Tyson also has perfect pitch.
Landon was making good progress until a series of seizures, beginning with a grand mal seizure, set him back. Though he can understand directions, he gets frustrated with his lack of ability to communicate, according to his mother.
While progress has been slow by some standards, Laura and Jared have celebrated every step, every new skill, and now hope to reach another milestone.
Both boys have always been fed through a tube that carries food pureed by their parents directly to their stomachs. Laura and Jared recently learned of a program that may allow Tyson to eat normally.
The two now have hope that through Sensory Therapies and Research Center in Colorado (the STAR Center), Tyson can take another big step forward.
“I’m excited to think that he would be able to eat Cheerios and peanut butter sandwiches,” she said. “It would be one less thing to make him different.”
“And it would allow him to be more independent,” added his father, a technical sergeant at Hill Air Force Base.
At the eight-week camp, which one parent would attend with him, Tyson would learn how to deal with the sound of eating since his lack of sight has made him more sensitive to sounds. He would also learn to deal with other sensory issues such as taste, texture and smell.
“We know this is the right time for him,” said his mother, “it’s just a matter of coming up with the money.”
In fact, $20,000 is needed for the camp, an amount not covered by the family’s insurance.

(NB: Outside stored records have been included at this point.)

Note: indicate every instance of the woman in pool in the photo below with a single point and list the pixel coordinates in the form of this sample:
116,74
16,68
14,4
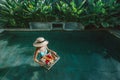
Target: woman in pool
43,54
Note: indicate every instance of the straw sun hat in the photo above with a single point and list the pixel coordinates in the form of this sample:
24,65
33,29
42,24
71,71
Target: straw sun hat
39,42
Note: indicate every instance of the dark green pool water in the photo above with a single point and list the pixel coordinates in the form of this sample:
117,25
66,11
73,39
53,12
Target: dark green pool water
87,55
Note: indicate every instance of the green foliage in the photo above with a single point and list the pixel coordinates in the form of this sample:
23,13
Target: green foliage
100,13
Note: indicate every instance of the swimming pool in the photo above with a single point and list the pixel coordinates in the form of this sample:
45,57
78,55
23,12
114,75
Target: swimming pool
85,55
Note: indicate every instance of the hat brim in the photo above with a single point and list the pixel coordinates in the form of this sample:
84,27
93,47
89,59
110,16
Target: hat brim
35,44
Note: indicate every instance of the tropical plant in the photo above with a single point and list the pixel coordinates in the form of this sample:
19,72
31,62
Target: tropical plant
8,11
70,12
100,13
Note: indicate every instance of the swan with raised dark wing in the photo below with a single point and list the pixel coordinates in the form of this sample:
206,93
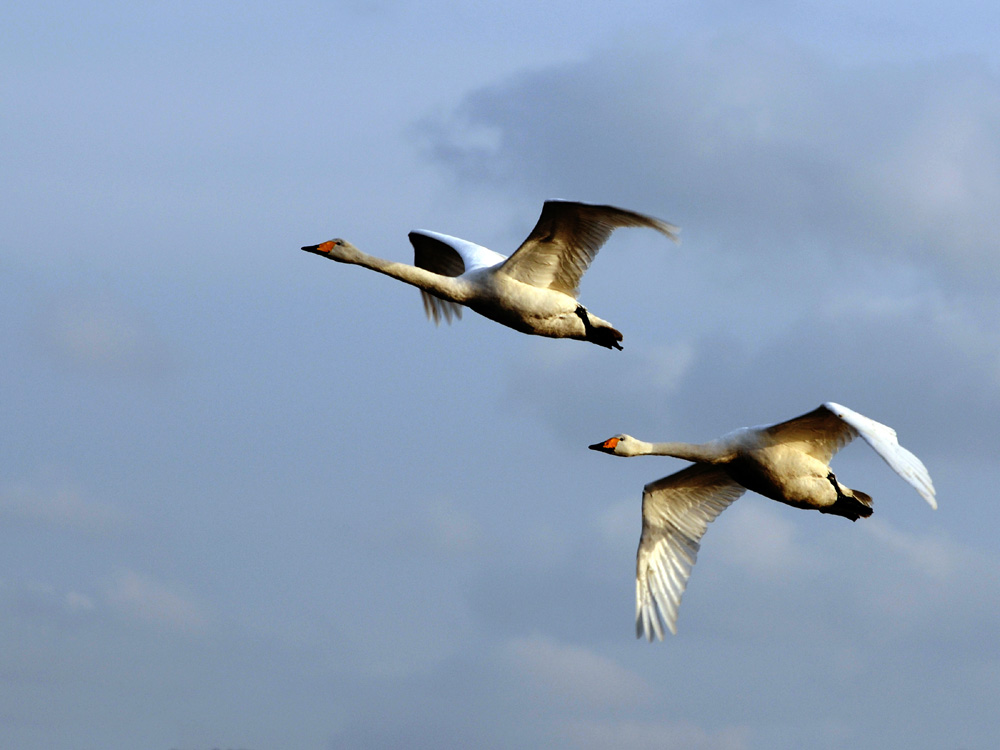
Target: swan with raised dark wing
788,462
533,291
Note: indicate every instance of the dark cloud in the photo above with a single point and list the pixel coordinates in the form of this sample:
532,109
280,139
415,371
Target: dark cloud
755,143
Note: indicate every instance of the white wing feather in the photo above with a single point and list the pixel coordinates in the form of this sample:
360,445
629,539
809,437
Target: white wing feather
676,511
883,439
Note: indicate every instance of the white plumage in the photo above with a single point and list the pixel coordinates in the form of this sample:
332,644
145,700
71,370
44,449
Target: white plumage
787,462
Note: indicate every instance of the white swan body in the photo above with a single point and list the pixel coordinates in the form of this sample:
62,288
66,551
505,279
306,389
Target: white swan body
533,291
788,462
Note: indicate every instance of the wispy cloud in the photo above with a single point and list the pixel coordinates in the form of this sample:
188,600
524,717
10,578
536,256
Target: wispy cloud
573,674
64,506
142,598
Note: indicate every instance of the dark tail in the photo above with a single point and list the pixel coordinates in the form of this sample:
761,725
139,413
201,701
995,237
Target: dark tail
854,506
606,337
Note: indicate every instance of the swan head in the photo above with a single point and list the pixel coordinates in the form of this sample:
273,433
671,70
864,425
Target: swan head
336,249
619,445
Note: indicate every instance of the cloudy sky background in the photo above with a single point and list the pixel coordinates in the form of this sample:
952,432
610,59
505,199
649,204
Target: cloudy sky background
253,499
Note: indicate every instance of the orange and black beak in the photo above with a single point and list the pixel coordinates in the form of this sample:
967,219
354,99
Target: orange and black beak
608,446
321,249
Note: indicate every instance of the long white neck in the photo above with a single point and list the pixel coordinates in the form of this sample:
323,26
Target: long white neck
700,452
448,287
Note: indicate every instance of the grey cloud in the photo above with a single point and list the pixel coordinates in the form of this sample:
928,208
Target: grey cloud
755,143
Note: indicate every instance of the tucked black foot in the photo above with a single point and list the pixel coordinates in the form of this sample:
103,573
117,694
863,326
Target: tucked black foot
854,506
606,337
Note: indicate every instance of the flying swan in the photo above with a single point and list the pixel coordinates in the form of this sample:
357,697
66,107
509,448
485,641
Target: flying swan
787,462
533,291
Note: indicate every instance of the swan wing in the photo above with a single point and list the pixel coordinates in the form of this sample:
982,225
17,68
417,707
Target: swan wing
676,511
566,239
448,256
883,439
820,433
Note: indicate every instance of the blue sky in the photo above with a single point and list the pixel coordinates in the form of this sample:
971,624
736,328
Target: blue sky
252,499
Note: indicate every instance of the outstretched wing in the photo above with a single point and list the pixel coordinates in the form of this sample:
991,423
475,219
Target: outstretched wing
676,511
566,239
448,256
883,439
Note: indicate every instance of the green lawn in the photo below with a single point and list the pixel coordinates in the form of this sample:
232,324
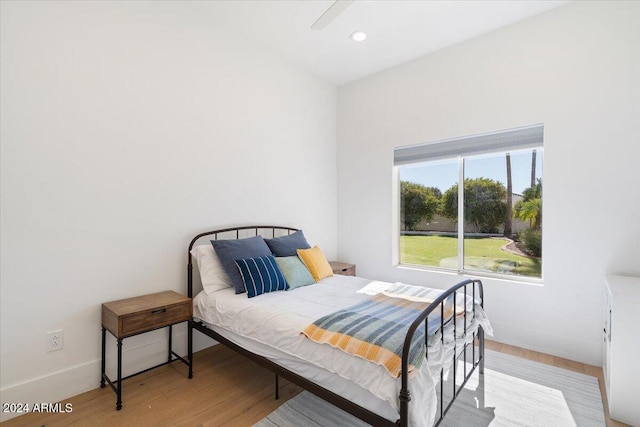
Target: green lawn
481,254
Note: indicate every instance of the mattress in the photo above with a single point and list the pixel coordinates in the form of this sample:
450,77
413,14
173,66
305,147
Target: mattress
270,325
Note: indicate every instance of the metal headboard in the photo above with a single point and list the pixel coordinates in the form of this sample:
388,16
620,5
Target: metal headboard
215,234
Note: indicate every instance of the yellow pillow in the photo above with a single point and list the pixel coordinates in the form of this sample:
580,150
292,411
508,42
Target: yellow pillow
316,263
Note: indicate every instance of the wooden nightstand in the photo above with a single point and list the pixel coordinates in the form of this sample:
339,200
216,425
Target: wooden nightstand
343,268
133,316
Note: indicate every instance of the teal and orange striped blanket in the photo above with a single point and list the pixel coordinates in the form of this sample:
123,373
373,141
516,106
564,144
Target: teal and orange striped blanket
375,329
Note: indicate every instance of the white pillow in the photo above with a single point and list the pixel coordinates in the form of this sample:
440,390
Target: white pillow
212,273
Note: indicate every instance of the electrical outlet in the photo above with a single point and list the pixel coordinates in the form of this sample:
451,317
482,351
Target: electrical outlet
55,340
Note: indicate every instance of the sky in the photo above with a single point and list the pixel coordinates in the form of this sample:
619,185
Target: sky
443,174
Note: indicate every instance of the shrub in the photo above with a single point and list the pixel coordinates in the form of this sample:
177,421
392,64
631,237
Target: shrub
532,240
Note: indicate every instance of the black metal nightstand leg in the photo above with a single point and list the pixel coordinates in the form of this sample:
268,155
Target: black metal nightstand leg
190,346
170,341
119,392
104,338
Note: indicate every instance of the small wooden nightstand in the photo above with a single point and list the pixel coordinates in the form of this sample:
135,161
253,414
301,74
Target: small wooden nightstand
343,268
133,316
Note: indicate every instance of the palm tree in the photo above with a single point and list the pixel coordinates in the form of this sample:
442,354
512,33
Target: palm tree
530,207
507,221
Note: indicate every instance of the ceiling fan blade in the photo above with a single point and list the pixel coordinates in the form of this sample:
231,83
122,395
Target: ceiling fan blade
331,13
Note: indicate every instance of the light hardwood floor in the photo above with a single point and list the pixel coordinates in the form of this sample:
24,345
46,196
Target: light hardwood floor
226,390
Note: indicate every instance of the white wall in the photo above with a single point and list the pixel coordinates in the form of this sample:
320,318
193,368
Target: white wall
576,70
127,128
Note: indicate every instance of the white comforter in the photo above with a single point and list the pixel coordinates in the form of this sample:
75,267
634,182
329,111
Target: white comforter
270,325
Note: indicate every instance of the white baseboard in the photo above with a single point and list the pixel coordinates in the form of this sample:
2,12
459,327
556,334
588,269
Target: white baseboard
568,348
63,384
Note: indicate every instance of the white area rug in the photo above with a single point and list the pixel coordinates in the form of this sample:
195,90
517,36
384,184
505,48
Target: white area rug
516,392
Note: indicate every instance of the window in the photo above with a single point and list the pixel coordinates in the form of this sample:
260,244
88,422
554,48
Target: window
492,223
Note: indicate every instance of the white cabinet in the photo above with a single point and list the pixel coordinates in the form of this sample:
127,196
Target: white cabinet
622,348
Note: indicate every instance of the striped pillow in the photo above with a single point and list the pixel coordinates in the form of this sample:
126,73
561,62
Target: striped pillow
316,263
261,275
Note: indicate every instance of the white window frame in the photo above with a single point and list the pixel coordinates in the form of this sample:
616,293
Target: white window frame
501,142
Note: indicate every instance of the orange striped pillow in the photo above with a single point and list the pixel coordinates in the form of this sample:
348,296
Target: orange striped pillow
316,263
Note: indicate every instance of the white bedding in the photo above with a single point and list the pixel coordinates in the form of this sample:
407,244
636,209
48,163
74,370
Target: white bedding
270,325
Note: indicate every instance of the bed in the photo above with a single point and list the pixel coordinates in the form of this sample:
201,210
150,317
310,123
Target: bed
267,329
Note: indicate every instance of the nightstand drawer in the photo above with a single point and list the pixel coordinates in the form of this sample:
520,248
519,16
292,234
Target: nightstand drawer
343,268
132,316
156,318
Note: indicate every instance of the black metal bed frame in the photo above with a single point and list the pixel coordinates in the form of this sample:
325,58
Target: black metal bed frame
358,411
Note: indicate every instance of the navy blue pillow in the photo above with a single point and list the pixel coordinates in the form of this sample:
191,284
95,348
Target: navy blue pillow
261,275
230,250
288,245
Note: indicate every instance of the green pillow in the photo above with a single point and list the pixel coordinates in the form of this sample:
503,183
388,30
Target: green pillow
294,271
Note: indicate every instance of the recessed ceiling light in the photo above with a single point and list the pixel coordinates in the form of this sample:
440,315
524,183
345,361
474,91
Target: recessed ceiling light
358,36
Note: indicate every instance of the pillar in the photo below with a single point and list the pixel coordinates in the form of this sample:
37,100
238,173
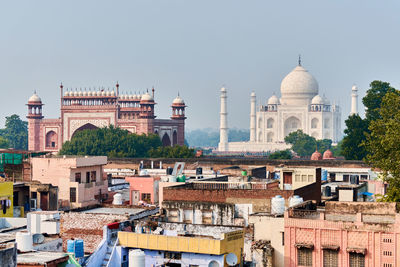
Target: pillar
253,117
223,128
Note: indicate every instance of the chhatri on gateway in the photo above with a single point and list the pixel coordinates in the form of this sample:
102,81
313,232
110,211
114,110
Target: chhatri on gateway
300,107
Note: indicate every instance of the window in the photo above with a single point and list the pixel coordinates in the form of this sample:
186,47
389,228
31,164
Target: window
356,259
72,194
304,256
93,176
146,197
172,255
331,258
78,177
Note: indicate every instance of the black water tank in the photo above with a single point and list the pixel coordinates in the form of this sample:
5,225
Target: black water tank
199,171
169,170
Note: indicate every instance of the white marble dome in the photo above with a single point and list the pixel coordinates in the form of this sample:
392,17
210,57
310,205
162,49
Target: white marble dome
298,87
317,100
273,100
35,98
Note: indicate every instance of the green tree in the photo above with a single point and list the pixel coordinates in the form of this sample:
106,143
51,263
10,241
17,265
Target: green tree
357,129
16,132
355,135
281,154
383,144
3,142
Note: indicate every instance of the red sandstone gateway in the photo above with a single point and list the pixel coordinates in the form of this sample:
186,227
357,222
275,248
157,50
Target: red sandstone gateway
97,108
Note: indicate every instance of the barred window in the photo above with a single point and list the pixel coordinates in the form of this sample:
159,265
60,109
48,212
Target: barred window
304,256
356,259
331,258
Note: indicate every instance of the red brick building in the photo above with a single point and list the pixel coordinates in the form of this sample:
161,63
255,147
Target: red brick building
91,109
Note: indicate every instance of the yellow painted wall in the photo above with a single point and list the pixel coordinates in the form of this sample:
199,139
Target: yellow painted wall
6,192
232,242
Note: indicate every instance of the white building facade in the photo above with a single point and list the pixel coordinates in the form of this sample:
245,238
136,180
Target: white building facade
300,107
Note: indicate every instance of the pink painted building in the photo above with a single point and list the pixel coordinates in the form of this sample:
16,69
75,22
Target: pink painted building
79,179
143,188
348,234
92,109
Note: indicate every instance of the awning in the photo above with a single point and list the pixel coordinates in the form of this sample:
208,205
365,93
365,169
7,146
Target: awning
330,247
304,245
357,250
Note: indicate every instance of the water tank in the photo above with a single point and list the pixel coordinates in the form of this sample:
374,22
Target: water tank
169,170
71,246
277,205
79,249
328,191
143,173
295,200
199,171
117,199
24,241
324,175
137,258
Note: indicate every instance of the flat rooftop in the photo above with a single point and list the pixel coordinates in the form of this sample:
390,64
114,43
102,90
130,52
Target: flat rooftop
114,211
40,257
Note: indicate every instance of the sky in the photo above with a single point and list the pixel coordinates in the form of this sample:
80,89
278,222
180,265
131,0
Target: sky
194,48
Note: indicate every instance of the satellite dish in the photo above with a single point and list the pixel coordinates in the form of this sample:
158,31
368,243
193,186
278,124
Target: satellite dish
213,264
231,259
38,238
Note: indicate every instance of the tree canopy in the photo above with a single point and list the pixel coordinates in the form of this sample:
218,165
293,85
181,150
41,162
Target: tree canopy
357,129
281,154
15,132
383,146
118,143
304,145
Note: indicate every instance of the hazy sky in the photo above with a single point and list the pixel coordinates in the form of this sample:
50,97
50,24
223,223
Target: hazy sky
194,47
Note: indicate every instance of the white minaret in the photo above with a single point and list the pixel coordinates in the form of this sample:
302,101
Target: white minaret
223,124
253,117
354,100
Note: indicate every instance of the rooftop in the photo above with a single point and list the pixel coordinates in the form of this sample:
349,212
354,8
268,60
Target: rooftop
41,257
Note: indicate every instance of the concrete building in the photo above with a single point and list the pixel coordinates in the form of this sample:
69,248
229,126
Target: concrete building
79,179
343,234
92,109
300,107
228,203
182,245
270,230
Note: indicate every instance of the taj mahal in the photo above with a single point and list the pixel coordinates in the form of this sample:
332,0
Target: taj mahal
300,106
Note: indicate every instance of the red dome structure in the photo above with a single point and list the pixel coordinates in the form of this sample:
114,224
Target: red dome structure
328,155
316,155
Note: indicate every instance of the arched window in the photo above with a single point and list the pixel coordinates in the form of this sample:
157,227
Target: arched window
51,139
314,123
292,124
270,123
270,137
166,140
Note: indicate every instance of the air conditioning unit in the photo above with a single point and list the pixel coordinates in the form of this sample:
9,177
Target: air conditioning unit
33,204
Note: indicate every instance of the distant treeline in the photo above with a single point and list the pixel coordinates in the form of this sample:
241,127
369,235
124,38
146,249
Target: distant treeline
210,137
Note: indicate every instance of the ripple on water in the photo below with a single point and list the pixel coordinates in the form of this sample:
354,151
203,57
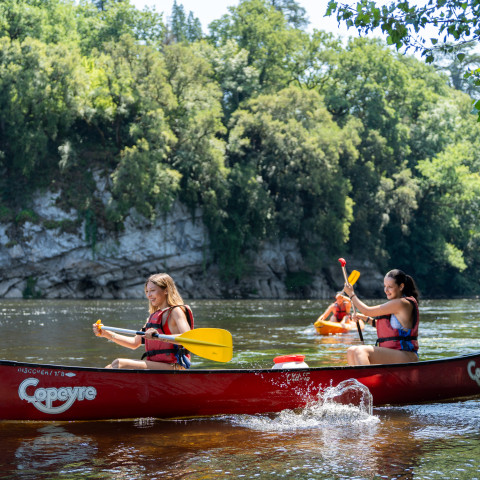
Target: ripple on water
347,404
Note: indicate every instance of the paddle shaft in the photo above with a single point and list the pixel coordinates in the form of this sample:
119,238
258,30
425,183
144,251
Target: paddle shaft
344,270
168,338
211,343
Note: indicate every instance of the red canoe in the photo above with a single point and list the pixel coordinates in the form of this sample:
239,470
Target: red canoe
51,392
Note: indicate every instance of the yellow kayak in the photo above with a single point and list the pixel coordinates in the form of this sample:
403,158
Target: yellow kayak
324,327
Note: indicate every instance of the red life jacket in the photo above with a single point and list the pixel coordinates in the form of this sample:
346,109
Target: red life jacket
159,350
398,339
339,311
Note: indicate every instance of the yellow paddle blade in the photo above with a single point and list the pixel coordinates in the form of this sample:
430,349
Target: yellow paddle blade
353,277
211,343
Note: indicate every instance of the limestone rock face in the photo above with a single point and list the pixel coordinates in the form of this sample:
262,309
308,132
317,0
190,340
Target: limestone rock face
55,263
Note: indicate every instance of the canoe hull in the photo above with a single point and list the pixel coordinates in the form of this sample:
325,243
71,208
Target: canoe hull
50,392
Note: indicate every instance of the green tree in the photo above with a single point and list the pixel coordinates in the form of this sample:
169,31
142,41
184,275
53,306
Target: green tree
183,28
284,149
457,20
196,122
40,90
262,31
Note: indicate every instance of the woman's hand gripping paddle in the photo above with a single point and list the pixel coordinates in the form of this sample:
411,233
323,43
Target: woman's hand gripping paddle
344,270
210,343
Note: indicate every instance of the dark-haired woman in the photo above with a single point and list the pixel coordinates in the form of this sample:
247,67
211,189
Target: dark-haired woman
396,321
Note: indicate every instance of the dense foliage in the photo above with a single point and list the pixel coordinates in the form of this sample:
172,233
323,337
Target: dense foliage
274,132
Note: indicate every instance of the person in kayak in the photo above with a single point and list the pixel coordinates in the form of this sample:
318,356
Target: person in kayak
339,310
396,321
168,316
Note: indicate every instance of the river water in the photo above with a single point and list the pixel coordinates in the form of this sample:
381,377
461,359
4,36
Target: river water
434,441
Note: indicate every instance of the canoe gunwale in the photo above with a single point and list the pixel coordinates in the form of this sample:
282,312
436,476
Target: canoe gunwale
14,363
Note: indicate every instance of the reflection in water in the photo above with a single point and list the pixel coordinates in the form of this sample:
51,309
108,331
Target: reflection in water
326,441
54,448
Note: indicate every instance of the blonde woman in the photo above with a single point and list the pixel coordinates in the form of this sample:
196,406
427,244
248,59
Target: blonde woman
168,316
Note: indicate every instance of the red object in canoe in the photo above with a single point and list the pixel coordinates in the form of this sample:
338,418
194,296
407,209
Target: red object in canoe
51,392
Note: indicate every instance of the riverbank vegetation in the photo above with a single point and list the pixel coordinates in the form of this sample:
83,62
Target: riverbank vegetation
273,131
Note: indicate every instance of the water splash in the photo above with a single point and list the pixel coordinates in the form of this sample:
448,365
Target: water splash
347,404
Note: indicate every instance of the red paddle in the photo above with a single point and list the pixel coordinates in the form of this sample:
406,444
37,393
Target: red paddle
344,270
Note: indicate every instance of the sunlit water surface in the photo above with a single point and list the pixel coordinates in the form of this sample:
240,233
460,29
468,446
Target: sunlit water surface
324,441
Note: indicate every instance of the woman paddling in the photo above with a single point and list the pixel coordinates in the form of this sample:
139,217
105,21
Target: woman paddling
339,310
168,316
396,321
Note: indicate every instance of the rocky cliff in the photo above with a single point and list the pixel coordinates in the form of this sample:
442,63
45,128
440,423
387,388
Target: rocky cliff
41,259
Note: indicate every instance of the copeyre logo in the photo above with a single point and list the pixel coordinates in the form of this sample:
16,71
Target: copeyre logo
44,398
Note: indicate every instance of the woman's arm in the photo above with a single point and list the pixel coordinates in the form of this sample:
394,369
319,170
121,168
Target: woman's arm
400,307
123,340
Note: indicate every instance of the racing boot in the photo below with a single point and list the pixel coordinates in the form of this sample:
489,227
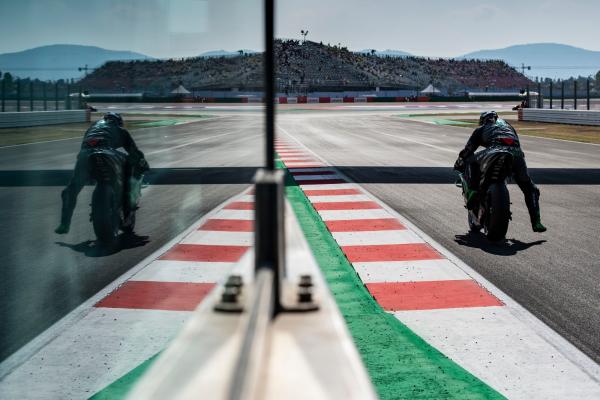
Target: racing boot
532,199
472,199
68,205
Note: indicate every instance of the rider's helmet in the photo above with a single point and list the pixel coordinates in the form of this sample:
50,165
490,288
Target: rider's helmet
115,117
488,116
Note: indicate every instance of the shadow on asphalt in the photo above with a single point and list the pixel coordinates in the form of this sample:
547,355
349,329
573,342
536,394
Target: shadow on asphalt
508,247
92,248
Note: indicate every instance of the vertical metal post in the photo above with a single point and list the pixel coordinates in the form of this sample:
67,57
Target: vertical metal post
270,83
18,95
588,93
3,95
575,94
56,96
45,95
269,203
68,100
30,95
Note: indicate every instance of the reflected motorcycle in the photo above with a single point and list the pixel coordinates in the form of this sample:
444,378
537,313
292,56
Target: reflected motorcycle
115,198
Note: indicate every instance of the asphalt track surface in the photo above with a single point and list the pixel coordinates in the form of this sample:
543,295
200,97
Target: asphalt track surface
195,167
406,164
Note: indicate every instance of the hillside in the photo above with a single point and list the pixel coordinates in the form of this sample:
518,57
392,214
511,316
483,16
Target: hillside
546,59
310,66
60,61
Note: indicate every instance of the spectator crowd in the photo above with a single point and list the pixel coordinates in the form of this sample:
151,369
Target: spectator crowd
309,65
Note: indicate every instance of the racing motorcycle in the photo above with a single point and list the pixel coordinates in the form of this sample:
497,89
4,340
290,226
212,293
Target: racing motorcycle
490,210
111,212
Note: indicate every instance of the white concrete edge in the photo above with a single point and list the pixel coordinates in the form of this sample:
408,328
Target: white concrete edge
562,345
52,332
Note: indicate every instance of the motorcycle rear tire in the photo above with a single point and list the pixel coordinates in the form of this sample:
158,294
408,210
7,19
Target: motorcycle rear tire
105,214
130,227
498,216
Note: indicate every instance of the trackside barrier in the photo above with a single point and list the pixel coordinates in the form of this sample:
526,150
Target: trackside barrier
38,118
557,116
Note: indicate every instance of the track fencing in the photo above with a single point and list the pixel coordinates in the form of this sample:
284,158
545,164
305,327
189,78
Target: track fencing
571,117
38,118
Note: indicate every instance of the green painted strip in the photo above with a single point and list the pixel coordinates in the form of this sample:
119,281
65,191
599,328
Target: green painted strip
162,122
401,364
119,388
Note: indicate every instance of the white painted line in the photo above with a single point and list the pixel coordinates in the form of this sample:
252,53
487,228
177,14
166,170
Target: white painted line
133,337
502,343
234,214
184,271
376,237
316,169
409,271
340,198
335,215
330,186
300,178
220,238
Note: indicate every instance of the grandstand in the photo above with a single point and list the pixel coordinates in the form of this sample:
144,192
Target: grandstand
309,67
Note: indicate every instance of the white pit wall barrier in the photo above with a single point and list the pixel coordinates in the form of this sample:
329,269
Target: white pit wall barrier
39,118
572,117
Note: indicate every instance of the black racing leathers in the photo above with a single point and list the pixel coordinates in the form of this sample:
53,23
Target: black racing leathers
500,135
102,134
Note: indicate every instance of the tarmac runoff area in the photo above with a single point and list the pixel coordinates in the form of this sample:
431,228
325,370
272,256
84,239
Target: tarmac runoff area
563,154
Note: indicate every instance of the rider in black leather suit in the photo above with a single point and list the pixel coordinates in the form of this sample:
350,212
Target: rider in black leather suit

To help raise the necessary funds, the Grahams and their friends have set up a fundraiser in conjunction with the Salt Lake City Marathon, set for April 21.
The Grahams were given eight spots and runners will be seeking donations and pledges in hopes of raising enough to cover the cost of the camp. Any who donate more than $5 through their website, www.moveyourfeet2eat.org, will receive a wristband.
A fund has also been set up at Wells Fargo banks for those interested in donating, also called “moveyourfeet2eat.”
“We think our boys are awesome, amazing, fun,” said Laura, adding that every child “presents their own challenges in different ways” to parents.
“We’re excited for this opportunity,” she said. “We feel good about it.”